This post isn’t related to comic books or graphic novels, but I wanted to share my post-grad experience thus far with all of you. Maybe it will offer some hope, or guidance, or optimism. I hope so anyway.

I graduated with my Master’s Degree in Library and Information Science in May. Last month, I started two part time jobs at two separate libraries. I work in the adult reference department at both libraries. This entails answering patron’s research questions, helping them on the computer or with their personal devices, looking up items for them and placing holds, ordering materials for the library, developing programs (though I have not had to do this yet =P), and a whole lot more. For not one, but two libraries, with completely different policies, procedures, and demographic groups they cater to.

But you know what? I love it.

One of my libraries has a makerspace. I’ve been learning to 3D print by helping my boss print low-poly Pokemon! We’re planning to utilize them on our social media to promote different services the library offers. We also have sewing machines and a vinyl cutter, which I have not learned yet but can’t wait to! We’re planning a remodel to have an actual maker SPACE instead of it being in a closet, among other things =P And I will have my own desk in the new office that will be put in >:D

My other library has a community garden, complete with chickens! We have four baby chicks that have hatched. This library just finished a renovation within the last couple years, and the building still smells new. There are a lot of new employees here, young women like me, because of a string of retirees. A lot of fresh blood and new ideas going on here~

My bosses at both libraries have been great, making sure that my schedules work together. I have been tossed right out onto the desks because I worked circulation in my last job, and these two libraries are in the same system my old one was. I know the print and computer reservation systems at one library already, and the other is switching this month to those systems, so I really didn’t have to learn their current one =P One of my new bosses has been amazing with teaching me ordering procedures and practices on my off-desk time. I am already in charge of ordering the 700’s – the art section! My favorite!!! =D

I feel… amazing. Honestly. During grad school I went through so many periods where I wasn’t even sure I belonged in the program or even wanted to continue. During my job hunt, which stretched from January to July, hearing mostly nothing but radio silence, I became convinced I was unemployable. My mother was constantly asking why I wasn’t applying for full-time jobs, but here’s the truth: there aren’t a lot for this field. Some of my professors even told me that many librarians work two part-time jobs unless you’re a department head, director, or teacher: all jobs I wasn’t qualified for fresh out of school. Though my mom meant well, it put extra pressure on me, trying to live up to her expectations.

Graduation really didn’t bring any relief from the stress. I had to junk my car the literal week of, leaving me constantly having to borrow a car from a family member, which I feel guilty about. Relations at my last job soured, to the point where I hated to go to work every day. I tried to stay positive, telling myself I could make art and survive at my then-current job, though I knew in the back of my mind trying to pay my loans and bills on art is next to impossible.
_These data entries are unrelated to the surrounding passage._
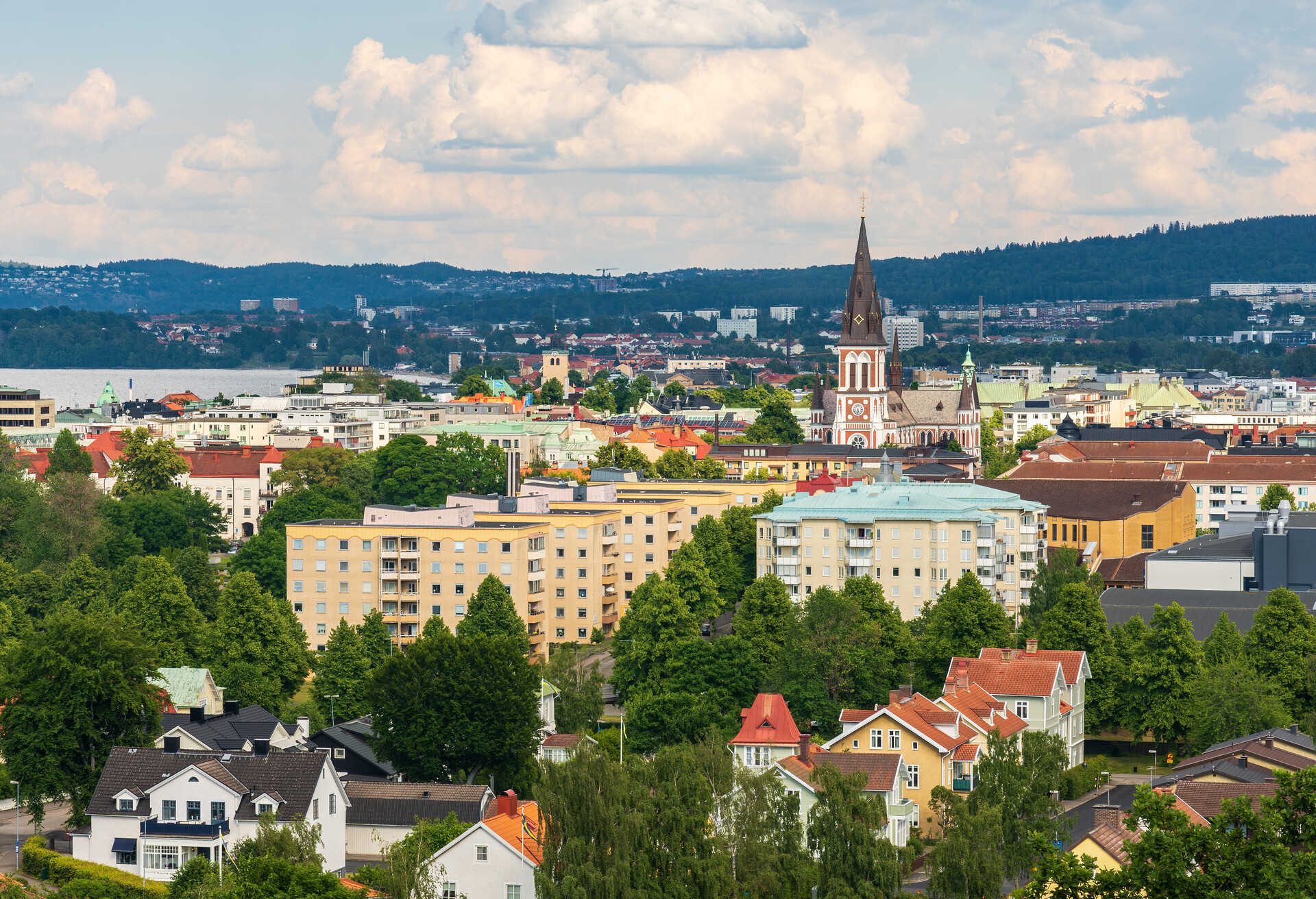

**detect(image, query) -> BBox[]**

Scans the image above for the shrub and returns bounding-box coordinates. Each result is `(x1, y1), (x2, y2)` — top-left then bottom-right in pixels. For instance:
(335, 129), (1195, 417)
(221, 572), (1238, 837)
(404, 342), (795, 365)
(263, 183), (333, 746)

(23, 836), (169, 899)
I avoided Facebook, too depressed to be anything but jealous of my friends who were getting engaged or married, buying houses or new cars, and backpacking through Europe. I isolated myself and made art to feel even the tiniest bit worthwhile. I ate junk food every day (comfort, I told myself, when it wasn’t a reward after an interview), didn’t work out (couldn’t afford running shoes), and felt generally like a worthless mess.

Ever since I got the first job offer, my confidence and self-esteem has returned. I finally feel like myself again, like the sun finally came out after a long winter. I initially wasn’t sure if I could do two jobs, but it’s much easier than I thought it would be. The only downside is, I have neglected my art ;-; Once I adjust to my new schedule, finding time shouldn’t be a problem. Money isn’t everything, but my income literally quadrupled, and I feel much more at peace knowing I’ll be able to pay my loans, bills, gas money, and still save for my future – all while having fun money left over to feed my Bombshells obsession >:D Financial security is a beautiful thing. My first purchases with my first paycheck were a new phone, new art supplies, and a pair of running shoes. I am dressing better (thanks, Goodwill), working out again, eating better, feel better – hell, I AM better. I am miles away from where I was mentally even three months ago.

All thanks to one phone call taken in the parking lot of the mall on a steamy July afternoon.

So, for all our younger readers struggling to see the light on this side of graduation, hang in there. You have been and will be put through hell, but you will survive. You will be stronger, but you are already stronger than you know. You are so much more than what your negative and anxious thoughts are screaming at you. You are employable, no matter what you believe. You absolutely do not have a deadline for finding a job, for getting engaged or married, or taking that vacation you’ve always wanted to. My boyfriend didn’t find a job until almost a year after he graduated, for example. Now that we’re both out of school and employed, we can sit down and talk about the next steps of our relationship without pressure. Above all, you will find your own happiness, whatever it means to you. I know all of this sounds cheesy, and you might not believe it, but it’s true.

I didn’t believe any of it either, yet here I am.